Commissioned by Festival International d'Art Lyrique d'Aix en Provence and Muziektheater LOD

The world premiere took place on July 6th, 2013 at Aix en Provence Festival performed by Kitty Whately, Olivier Dunn and Asko| Schoenberg Ensemble, conducted by Etienne Siebens.

  • Mz,Bar + 1.0.2.0/0.2.1.0/perc/str(2.0.2.1.1)
  • Mezzo-soprano, Baritone
  • 55 min

Programme Note

"The sheer terror in which nothing is defined, fear in its pure state": this is how Cortazar describes the nightmare that was to become the short story Casa Tomada, in which two siblings keep losing divisions of their old family house to a faceless invader. The initial premise is, therefore, the presence of the unknown in intimate territory: home, by definition a safe terrain, is at the mercy of an invisible threat.

But there's more to Cortazar's story. Something that isn´t in the narrative, but in the narration. It starts off as a feeling of strangeness by the quiet, almost detached way the brother/narrator describes such an extraordinary sequence of events. But it becomes pure astonishment the moment he announces the house invasion to his sister, to which she replies calmly "in that case, we´ll have to live on this side": they will stay. And when we realize they will stay, our attention shifts from the invaders to the invaded: Who are these people? Why don´t they escape? What's outside? A whole series of questions that remain unanswered, which inevitably leads us to suspect the story we´re being told is incomplete: the narrator is hiding something.

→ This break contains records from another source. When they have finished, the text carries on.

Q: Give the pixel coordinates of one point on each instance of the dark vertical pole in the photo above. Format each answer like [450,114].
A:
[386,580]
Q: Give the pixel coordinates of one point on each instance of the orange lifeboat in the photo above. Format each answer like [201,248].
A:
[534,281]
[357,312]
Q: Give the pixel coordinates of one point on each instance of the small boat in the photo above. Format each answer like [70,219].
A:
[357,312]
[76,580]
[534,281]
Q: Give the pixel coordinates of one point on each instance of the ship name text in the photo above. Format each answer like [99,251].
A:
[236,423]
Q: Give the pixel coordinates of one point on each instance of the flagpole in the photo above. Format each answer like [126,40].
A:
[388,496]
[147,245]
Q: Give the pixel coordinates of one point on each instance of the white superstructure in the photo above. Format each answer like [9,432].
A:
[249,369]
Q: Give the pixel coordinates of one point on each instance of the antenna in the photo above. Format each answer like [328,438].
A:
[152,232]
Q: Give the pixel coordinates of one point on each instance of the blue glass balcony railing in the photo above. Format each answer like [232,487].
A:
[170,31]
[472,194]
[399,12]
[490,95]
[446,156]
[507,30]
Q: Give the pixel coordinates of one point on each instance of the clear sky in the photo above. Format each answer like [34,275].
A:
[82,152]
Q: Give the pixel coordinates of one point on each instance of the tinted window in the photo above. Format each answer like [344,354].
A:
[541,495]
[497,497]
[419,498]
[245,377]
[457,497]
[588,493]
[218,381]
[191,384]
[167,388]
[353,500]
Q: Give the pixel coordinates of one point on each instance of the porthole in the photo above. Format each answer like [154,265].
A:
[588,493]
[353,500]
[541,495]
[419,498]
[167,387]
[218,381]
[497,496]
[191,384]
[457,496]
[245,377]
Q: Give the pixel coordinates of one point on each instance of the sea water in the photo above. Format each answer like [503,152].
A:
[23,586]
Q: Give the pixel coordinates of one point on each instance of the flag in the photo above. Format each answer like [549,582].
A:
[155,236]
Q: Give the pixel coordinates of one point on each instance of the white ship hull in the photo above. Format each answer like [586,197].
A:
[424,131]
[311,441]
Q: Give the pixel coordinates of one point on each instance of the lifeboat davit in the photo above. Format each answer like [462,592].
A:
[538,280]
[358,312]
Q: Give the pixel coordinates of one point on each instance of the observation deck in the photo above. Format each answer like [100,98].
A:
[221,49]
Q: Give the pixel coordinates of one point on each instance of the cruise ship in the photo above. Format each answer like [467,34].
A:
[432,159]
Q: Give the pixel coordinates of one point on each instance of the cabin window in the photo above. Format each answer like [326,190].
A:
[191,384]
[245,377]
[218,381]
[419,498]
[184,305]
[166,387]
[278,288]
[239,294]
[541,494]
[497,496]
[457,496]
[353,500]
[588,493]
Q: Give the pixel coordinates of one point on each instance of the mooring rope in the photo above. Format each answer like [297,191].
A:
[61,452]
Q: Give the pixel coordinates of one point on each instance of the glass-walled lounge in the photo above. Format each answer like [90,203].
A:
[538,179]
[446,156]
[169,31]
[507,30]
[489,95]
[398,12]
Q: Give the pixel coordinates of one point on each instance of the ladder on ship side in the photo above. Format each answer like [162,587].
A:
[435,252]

And as our gaze lingers on these brothers, looking for evidence of what can they be after all, we begin to glimpse a history of suffering and reclusion; a life at the same time suspended and legitimized by their repetitive daily tasks: cleaning, tidying up, knitting. These two persons, once a part of the world, exist now only through ritual, reducing their existence to a bizarre choreography where every minute gesture matters, where each object has a function and a precise meaning.

It is this bliss of furniture and repetition, this order of portraits, books and inherited silverware, that the invasion truly comes to jeopardize. Only when the lack of space compromises their daily routines, only then they are forced to react, to take decisions. Rescued from alienation by the fear of occupation, Hector and Rosa are ultimately subjected to something more painful than falling at the mercy of the invaders: they are forced to remember.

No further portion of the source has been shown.